Chapter 3 Data transformation
3.1 Description
Since the data has been pre-cleaned by the source, our transformation is:
To deal with the sales variable, we convert the ranges (categories) into quantity by generating random numbers from the normal distribution in range. For each range, we set the medium number as the mean, standard deviation as the range/6. The main purpose of generating random number is to produce continuous data instead of categories data. For example, in range “0-20000”, we will replace the value by generating number within mean = 10000, and standard deviation = 20000/6 (Since by the definition of area in normal distribution, 20000/6 will cover 99.7% of the total area in normal distribution) if the generated data is outside of 99.7% area in normal distribution, we will round them inside.
Combine developers with their branch (For instance, “Ubisoft Montreal” is the Canandian branch of “Ubisoft”) and integrate the format of the same developer in different expressions (For instance, “Astrofish Games”, “Astrofish Games Ltd” and “Astrofish Games Co, Ltd”).
Group the data by platform, developer and etc. Filter the developers with the number of games they publish.
3.2 Data Overview
First, we look at the graph as dimension of sales and sales volume, from the graph above to find the pattern for games’ sales volume. We draw two vertical lines, sales volume of 10,000 and 100,000, as threshold to identify the games.
We can see that it’s approximately a right-skewed normal distribution.
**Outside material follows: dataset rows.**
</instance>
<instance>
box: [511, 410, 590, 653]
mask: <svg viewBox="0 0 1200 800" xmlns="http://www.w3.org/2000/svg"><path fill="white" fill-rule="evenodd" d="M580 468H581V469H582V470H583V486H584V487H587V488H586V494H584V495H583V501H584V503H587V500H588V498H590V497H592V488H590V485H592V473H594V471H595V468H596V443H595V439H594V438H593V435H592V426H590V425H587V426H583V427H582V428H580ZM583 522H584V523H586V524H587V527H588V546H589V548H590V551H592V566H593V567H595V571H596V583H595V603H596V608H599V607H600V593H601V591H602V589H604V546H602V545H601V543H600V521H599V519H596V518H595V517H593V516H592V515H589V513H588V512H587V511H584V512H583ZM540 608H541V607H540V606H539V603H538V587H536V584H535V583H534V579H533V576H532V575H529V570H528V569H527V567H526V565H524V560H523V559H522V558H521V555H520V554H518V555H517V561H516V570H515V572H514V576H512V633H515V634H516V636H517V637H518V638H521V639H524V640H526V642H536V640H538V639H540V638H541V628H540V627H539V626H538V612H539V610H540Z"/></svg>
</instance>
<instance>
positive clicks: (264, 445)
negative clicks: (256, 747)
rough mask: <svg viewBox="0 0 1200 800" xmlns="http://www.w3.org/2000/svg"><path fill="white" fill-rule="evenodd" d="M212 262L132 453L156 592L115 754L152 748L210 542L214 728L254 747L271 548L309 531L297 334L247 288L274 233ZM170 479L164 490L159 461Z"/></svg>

The largest bar is around 10,000, which means most games have 10,000 sales volume or below. It means that most of the games on Steam hardly have players to play and are in poor quality. We believe that many games in this range are not produced seriously.
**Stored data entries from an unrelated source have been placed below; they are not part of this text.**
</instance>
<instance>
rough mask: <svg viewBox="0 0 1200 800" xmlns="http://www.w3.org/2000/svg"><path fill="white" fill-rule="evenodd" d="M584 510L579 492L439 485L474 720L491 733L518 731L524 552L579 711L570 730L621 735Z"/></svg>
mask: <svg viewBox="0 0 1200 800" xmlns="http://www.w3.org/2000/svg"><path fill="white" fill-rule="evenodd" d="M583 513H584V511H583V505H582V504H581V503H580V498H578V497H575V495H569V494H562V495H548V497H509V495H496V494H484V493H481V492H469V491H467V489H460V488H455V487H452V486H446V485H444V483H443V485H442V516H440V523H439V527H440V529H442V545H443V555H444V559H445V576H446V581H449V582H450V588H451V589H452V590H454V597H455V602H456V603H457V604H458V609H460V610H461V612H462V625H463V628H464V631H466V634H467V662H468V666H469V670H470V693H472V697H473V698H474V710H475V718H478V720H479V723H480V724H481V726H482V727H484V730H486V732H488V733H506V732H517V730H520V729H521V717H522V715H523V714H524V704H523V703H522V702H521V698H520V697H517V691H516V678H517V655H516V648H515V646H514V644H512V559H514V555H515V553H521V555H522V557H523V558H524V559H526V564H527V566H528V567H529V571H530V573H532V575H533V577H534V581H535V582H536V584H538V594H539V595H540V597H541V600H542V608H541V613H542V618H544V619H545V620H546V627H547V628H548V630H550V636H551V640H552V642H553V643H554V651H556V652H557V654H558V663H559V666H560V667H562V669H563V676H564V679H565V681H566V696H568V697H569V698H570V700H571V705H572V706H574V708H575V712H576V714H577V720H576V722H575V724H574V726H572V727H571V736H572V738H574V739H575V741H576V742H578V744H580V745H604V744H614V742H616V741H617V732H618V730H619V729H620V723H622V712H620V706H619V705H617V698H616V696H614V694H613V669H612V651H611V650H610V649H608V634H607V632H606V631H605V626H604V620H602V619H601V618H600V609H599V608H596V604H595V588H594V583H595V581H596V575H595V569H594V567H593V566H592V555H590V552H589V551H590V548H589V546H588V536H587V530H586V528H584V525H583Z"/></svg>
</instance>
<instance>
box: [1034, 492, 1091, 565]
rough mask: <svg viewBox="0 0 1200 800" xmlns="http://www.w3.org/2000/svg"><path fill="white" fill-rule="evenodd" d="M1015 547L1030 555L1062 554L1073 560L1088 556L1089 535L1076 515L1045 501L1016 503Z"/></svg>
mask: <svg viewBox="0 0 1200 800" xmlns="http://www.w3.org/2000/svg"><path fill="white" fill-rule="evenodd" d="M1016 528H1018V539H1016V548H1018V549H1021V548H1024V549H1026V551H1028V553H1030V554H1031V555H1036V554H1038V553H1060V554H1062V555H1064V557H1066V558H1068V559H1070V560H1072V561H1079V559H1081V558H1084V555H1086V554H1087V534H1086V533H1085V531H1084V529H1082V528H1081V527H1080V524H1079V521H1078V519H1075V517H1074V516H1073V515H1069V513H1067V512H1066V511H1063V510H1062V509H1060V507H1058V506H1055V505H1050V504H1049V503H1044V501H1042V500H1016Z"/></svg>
The games with more than 100,000 sales volume can be considered relatively popular as we see in the graph. They seem to attract a lot of people and can be compared with AAA games.
3.3 Transformation
To make our analysis more reasonable and clear, we filtered out the total game sales of companies that less than 100,000, narrowing down our analyze range.
As we said it before, we need good games to compare with AAA games. Using data of games in poor quality will only add the outliers and make the graph unclear. To filter out these games, we compute the total sales volume of companies first. If a company has a high total sales, it’s more likely that the company puts many resources in games and it guarantees the quality of games. Thus, we use the total sales volume of a company when doing filtering.
Concerning that sales of games would vary dramatically from the time they just have been released and become steady after a period of time, we drop the games released after 2019 since the result would be unstable. In another perspective of filtering, we mark the companies whose sales volume over 100,000 as “large companies”. We define “ratio” as positive ratings over all ratings and “money” as sales volume multiplied by price.
The same distribution is shown after filtering: a right-skewed normal distribution. We can see that most of the games having sales volume less than 10,000 are filtered.